Europe : pourquoi les médecins vont mal
En Europe, de nombreux médecins généralistes se voient obligés d’accepter toujours plus de patients, récupérant la patientèle de leurs collègues partis en retraites, ou en burn-out, qui ne sont pas remplacés.
“L’impact ? Il est réel. C’est un renoncement et une perte de qualité des soins, et des prises en charge plus tardives” s'inquiète le Docteur Jean-Marcel Mourgues, vice-président du Conseil français de l’ordre des médecins.
Une surcharge de travail qui peut tuer ?
En France comme au Portugal (lien en anglais) plus d’une personne sur dix n'a pas de médecin traitant, ce qui ralentit les prises en charge et les envoi vers d’autres spécialistes.
“En 2022, nous avons eu une surmortalité en légère augmentation, qui n'était pas attendue après la pandémie. Certains diront que c’est dû à la grippe, ou au réchauffement climatique… Mais il y a quelque chose qui n’est pas mesuré, et qui est très complexe, qui est probablement une surmortalité évitable, à cause de prises en charge trop tardives”, explique le Docteur Mourgues.

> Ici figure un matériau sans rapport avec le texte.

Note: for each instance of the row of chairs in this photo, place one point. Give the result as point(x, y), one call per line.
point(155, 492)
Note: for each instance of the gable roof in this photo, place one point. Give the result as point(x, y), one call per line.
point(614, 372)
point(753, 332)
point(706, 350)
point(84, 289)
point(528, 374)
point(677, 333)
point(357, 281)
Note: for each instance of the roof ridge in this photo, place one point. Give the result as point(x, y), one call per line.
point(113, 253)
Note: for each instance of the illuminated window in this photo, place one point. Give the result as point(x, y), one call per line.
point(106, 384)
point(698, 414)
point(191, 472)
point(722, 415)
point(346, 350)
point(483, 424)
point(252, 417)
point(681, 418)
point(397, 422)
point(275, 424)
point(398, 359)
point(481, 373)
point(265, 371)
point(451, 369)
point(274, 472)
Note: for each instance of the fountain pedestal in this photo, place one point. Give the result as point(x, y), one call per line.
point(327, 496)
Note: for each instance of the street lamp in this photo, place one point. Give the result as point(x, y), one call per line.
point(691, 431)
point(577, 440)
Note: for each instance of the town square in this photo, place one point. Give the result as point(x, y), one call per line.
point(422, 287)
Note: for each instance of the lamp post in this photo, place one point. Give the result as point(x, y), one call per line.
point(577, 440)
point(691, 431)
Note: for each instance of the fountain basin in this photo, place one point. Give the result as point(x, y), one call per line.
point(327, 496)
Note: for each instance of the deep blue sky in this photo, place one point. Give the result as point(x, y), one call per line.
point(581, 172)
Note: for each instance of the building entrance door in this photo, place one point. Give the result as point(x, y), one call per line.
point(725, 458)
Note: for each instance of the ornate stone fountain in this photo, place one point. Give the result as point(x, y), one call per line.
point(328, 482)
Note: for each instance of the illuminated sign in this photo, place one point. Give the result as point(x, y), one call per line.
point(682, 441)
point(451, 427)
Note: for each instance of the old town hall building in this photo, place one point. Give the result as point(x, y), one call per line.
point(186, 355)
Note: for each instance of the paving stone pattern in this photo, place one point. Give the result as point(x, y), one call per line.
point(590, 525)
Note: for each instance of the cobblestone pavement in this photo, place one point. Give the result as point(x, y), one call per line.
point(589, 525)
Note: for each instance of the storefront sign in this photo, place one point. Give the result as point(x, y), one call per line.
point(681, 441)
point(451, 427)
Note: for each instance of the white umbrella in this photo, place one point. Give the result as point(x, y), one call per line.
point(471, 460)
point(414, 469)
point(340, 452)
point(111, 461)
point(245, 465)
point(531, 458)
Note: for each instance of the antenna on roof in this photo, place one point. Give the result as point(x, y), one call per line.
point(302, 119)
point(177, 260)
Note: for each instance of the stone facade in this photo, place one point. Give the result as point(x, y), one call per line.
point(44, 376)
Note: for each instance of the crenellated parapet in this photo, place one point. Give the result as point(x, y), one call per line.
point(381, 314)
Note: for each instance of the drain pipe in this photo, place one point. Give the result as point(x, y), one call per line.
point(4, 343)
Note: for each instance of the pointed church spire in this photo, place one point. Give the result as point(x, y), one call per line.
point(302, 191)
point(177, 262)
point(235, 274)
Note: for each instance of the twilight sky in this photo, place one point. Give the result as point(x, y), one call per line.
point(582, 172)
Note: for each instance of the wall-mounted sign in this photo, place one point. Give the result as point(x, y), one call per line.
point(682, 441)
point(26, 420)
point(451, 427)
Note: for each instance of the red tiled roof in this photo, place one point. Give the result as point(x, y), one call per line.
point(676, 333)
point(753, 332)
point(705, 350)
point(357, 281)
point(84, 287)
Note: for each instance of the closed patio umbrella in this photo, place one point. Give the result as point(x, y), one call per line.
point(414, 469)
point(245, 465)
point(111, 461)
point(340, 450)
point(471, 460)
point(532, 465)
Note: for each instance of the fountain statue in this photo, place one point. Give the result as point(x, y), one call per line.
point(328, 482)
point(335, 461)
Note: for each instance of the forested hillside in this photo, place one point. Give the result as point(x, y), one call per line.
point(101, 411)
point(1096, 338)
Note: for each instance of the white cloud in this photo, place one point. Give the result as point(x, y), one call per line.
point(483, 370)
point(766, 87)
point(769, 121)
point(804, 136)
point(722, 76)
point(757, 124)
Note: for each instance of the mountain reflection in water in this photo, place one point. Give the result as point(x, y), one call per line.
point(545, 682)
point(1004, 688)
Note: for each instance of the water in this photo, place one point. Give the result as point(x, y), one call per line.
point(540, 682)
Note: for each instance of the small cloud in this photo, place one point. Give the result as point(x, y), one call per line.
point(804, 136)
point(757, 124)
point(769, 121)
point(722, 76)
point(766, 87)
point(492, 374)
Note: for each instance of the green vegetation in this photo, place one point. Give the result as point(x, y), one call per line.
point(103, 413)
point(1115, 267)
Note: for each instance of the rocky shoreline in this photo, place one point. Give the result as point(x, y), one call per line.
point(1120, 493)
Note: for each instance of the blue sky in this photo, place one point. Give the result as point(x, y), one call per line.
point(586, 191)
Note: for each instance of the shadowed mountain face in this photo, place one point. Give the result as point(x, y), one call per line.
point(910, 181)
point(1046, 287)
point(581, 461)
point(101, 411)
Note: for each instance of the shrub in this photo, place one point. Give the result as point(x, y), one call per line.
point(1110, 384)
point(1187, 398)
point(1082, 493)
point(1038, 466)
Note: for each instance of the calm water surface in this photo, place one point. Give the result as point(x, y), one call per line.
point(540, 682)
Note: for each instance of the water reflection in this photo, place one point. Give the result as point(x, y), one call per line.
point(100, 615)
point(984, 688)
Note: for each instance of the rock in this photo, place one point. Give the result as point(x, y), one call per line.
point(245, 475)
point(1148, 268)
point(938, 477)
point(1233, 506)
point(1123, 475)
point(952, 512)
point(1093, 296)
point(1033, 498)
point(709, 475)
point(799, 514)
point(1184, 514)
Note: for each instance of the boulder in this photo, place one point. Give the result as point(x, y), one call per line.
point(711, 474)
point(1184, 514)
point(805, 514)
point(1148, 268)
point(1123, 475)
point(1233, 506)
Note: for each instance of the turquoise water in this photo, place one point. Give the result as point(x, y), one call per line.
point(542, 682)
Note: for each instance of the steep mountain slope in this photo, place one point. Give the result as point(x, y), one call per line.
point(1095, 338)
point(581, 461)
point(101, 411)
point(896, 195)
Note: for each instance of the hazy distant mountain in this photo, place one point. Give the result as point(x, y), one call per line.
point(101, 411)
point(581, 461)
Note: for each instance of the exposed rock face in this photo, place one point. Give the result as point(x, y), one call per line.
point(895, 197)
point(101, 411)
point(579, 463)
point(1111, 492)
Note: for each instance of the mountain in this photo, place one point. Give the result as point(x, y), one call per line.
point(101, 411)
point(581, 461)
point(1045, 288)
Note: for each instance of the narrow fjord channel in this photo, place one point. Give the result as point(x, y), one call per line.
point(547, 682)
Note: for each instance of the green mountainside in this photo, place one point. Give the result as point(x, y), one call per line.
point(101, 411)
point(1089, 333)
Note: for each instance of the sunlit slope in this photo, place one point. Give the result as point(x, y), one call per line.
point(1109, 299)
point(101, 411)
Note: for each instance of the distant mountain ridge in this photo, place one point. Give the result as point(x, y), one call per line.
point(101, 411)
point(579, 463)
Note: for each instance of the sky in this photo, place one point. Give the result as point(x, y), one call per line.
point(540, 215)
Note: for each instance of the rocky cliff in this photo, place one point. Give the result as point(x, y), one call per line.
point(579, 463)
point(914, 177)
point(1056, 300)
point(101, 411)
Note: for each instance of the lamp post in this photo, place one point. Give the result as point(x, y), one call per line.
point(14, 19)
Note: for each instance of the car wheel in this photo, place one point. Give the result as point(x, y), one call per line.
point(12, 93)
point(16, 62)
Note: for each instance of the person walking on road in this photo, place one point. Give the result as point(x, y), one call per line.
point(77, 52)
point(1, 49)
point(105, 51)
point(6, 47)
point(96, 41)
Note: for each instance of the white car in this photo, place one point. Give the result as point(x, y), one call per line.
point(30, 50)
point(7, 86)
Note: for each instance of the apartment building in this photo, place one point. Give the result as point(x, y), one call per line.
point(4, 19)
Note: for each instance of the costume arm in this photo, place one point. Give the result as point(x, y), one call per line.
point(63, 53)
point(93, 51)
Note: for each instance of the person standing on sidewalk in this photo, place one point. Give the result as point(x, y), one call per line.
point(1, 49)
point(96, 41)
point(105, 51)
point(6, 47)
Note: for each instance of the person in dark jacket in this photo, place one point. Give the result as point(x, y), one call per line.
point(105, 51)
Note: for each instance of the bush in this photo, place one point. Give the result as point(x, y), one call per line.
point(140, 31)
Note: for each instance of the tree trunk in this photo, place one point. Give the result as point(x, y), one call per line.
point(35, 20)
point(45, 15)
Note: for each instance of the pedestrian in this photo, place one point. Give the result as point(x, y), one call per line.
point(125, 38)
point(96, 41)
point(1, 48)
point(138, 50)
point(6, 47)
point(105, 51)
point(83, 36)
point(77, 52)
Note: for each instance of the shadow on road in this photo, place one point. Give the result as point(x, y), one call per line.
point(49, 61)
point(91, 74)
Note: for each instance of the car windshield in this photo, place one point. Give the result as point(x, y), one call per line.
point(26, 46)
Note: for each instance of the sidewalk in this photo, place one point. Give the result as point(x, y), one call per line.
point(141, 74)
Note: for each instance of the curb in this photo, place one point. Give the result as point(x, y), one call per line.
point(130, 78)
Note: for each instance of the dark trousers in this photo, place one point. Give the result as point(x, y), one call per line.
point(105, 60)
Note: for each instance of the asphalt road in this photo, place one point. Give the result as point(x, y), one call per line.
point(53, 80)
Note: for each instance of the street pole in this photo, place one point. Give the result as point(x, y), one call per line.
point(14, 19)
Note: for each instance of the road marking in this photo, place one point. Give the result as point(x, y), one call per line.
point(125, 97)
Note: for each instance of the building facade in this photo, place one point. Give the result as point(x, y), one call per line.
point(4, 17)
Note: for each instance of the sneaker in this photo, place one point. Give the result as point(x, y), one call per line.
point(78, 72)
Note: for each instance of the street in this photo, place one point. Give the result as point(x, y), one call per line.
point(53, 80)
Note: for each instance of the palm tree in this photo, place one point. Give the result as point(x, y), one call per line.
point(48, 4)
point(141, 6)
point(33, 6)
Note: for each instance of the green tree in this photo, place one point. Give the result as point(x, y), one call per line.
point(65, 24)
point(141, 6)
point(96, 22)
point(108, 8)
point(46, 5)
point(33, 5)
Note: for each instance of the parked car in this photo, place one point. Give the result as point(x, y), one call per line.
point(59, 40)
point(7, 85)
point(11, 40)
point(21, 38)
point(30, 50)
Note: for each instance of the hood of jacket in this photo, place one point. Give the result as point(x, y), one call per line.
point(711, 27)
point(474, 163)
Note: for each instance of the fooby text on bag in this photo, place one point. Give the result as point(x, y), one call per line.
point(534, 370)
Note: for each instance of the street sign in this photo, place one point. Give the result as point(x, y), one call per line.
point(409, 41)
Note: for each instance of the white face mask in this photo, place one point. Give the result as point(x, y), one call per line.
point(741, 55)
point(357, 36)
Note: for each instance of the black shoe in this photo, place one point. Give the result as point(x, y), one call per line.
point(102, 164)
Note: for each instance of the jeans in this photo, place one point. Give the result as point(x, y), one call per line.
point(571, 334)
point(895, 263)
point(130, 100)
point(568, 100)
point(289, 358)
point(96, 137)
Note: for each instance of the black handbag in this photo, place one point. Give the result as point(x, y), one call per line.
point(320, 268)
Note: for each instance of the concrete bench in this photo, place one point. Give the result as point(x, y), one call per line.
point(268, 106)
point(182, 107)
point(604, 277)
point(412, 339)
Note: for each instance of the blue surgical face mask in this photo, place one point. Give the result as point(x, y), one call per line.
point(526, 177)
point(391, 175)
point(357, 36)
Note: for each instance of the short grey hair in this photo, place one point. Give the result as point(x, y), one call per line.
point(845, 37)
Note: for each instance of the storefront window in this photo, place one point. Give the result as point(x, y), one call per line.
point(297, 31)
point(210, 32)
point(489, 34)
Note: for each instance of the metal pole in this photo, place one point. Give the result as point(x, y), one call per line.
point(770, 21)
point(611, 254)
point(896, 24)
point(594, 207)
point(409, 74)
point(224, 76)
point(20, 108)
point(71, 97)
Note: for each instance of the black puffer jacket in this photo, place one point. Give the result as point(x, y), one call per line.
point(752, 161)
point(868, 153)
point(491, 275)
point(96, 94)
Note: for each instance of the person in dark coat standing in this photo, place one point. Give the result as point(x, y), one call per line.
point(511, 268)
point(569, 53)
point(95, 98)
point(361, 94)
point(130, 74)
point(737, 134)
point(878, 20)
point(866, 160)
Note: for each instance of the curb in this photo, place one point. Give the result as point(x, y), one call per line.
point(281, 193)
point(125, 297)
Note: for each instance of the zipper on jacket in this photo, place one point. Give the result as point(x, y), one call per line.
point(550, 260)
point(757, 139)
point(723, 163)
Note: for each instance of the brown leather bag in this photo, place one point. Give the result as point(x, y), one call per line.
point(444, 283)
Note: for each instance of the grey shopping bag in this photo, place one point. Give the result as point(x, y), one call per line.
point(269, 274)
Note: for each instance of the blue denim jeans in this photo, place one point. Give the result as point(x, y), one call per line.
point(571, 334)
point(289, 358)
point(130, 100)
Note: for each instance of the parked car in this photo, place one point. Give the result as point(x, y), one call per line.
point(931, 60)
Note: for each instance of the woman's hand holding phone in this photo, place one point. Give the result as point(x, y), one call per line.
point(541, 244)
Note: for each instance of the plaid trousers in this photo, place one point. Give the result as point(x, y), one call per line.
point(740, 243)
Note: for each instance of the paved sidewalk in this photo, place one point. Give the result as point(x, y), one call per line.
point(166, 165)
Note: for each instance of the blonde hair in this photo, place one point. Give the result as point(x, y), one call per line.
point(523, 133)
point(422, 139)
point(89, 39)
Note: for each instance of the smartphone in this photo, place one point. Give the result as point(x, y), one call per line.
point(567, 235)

Même constat en Espagne. Pour le Docteur Gabriel del Pozo Sosa, secrétaire général de la Confédération des syndicats médicaux espagnols, la qualité des soins est largement dégradée : “ce n’est pas parce qu’on ne veut pas prendre soin de nos patients. C’est parce que nous avons en moyenne huit minutes à leur accorder, et nous en voyons jusqu'à quatre-vingt [par jour]. A la fin, nous n’avons pas assez d’heures de sommeil pour pouvoir bien travailler.”
Il constate une augmentation des arrêts maladie chez les médecins à cause du surmenage au travail.
Pourquoi la profession peine-t-elle autant à recruter ?
Chaque pays possède ses spécificités concernant la formation des futurs médecins, ainsi que des salaires (lien en anglais) fixés.
Les médecins interrogés par Euronews font cependant les mêmes constats : les nouvelles générations sont découragées d’entreprendre de longues études pour des salaires trop bas à la clé.
“C’est en partie dû aux bourses étudiantes qui sont pratiquement gelées depuis 1999”, déplore le Dr Federico di Renzo, membre du Syndicat autonome des médecins italiens.
Au Portugal, les médecins généralistes ont fait grave début septembre 2023, dénonçant leurs salaires particulièrement bas au sein des pays de l’UE et de l’OCDE.
“_Un spécialiste qui travaille quarante heures par semaine gagne environ 1800 euros net [mensuels]. Il est impossible de louer une maison avec deux chambres pour moins de 1200 euros…_” , se lamente le Docteur Jorge Roque Cunha, du Syndicat indépendant des médecins portugais. Pour lui, la crise du logement portugaise ne leur permet plus de vivre décemment, malgré un salaire plus élevé que la moyenne.
Quelles solutions ?
“_Il faut rééquilibrer tout le système_” soupire le Docteur di Renzo, qui partage les constats amers de ses collègues européens. Pour lui, tout se joue du côté des chiffres : salaires, et surtout recrutements.
“Il faut investir dans la planification de la main d'œuvre dans les milieux de la santé”, martèle Sarada Das, secrétaire générale du Comité permanent des médecins européens.
Pour elle, il est inadmissible de s’habituer à voir des médecins faire des heures supplémentaires afin de combler le manque d’effectif.
“Si un pays se rend compte de ça à l'heure actuelle, cela veut dire qu’il est déjà en situation de pénurie de main-d'œuvre. Il appartient aux États de jauger la demande future en termes de soins, et de se demander : de quelle main d'œuvre aura-t-on besoin ; a-t-on besoin de former davantage ?”
Problème : il faut près de dix ans pour former un médecin généraliste, davantage pour des spécialistes.
Un rapport de l’Organisation mondiale de la santé, publié le 14 septembre 2023, met en garde : ces problèmes de main d'œuvre dans le milieu de la santé sont une bombe à retardement en Europe, qui pourrait engendrer le pire si aucune action immédiate n’est entreprise.